And when it comes to putting out a novel, perhaps an army. There are so many talented people involved in the creation and birth of a novel. It’s really pretty cool, I think. From those willing to be interviewed in the name of research, to those who review a writer’s work in progress, to the agent, to the editor and all the amazing people at the publishing house responsible for turning manuscript pages into a stunning book, and then marketing and selling that book. Wow.
But today I’d like to focus on all the lovely people a writer relies on before the manuscript reaches the hands of an editor. Let’s begin with those who give up their time to answer questions and be interviewed in the name of research. For me, this was a veterinarian who discussed how and why people’s pets sometimes form dog packs (for Dog Gone). And the hunters who patiently explained every aspect of deer hunting (for Buck Fever) and read what I wrote to be sure my scenes were true. And the nurse who educated me regarding traumatic injuries (again, for Buck Fever). The generosity of people can be amazing.

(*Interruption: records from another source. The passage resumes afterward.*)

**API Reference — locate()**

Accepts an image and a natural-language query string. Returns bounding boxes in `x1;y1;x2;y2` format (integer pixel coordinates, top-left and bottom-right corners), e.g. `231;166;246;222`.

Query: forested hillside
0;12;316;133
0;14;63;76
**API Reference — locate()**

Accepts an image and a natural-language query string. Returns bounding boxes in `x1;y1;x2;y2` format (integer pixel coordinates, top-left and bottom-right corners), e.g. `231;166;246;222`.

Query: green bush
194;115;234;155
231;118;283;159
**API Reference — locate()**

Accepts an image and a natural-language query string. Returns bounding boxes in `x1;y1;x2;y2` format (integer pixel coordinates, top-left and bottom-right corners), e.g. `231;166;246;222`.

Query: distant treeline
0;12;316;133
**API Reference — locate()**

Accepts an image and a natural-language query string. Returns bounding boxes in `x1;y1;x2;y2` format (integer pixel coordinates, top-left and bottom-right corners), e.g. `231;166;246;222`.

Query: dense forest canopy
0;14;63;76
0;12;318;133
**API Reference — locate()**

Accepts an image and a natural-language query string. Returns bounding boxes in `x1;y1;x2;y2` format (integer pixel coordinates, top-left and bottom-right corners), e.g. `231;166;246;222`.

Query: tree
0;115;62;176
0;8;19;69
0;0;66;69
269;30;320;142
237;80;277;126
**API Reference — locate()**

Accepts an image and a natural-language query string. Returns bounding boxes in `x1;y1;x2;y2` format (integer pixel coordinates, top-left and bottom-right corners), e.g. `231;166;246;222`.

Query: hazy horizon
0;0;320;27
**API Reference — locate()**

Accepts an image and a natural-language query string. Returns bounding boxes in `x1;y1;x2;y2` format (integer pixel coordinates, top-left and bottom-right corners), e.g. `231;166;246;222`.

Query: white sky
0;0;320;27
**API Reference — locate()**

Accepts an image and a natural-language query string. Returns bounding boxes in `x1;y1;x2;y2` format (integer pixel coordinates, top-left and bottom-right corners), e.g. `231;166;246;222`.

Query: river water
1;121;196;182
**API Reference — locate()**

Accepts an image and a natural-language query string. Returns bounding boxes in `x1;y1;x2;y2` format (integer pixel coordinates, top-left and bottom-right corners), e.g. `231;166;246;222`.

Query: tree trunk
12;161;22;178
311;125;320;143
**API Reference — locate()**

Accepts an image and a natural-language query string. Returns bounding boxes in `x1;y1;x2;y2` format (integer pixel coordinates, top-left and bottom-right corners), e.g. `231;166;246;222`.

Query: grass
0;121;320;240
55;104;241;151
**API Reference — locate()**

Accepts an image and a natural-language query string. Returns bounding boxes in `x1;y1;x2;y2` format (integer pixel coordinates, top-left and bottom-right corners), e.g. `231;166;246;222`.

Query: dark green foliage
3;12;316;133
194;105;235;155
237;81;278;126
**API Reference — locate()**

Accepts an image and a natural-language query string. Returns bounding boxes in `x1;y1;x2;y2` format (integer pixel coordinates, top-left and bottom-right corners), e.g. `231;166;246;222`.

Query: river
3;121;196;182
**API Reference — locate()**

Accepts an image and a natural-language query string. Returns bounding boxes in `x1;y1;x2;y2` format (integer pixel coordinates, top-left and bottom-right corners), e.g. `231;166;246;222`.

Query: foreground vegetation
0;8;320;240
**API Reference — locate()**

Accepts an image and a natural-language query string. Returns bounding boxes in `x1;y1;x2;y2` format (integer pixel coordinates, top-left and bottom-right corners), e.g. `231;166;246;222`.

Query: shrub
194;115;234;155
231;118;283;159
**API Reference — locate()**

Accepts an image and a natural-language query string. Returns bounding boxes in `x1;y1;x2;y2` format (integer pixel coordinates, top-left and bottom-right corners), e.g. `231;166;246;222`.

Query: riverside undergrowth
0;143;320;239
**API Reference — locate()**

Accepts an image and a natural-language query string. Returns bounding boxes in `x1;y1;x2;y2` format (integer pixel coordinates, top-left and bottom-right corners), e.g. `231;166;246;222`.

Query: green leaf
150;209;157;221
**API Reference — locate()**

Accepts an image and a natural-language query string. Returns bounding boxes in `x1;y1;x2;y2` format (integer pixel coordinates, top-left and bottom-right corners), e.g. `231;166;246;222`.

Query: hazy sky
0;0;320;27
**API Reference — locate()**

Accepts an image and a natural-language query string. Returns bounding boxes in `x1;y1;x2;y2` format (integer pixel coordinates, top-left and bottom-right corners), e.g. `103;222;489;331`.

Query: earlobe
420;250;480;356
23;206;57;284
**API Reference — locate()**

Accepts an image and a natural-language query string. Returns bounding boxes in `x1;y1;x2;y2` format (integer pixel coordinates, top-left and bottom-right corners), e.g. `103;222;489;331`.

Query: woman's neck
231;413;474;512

And then there are the wonderful people who donate their time to critique all aspects of a novel in progress. No matter how hard I work on a story, squint at it, pine over it, and fuss with it, inevitably I miss something. Don’t even ask how many times I’ve slapped myself on the forehead and muttered Duh! after a reviewer has pointed out something in need of fixing.
Most recently, while wrestling with a title for a novel, I got unexpected help from the world of Twitter. While in the midst of tearing my hair out, because I so rot at titles, I vented on Twitter about my frustration. A wonderful fellow writer offered her help and guidance. Really. Isn’t that amazing?
So, whether it takes a village or an army to build a novel to the point of completion may be up for discussion, but I don’t think anyone can argue with the value of the guidance and the generosity of those who contribute to the end result.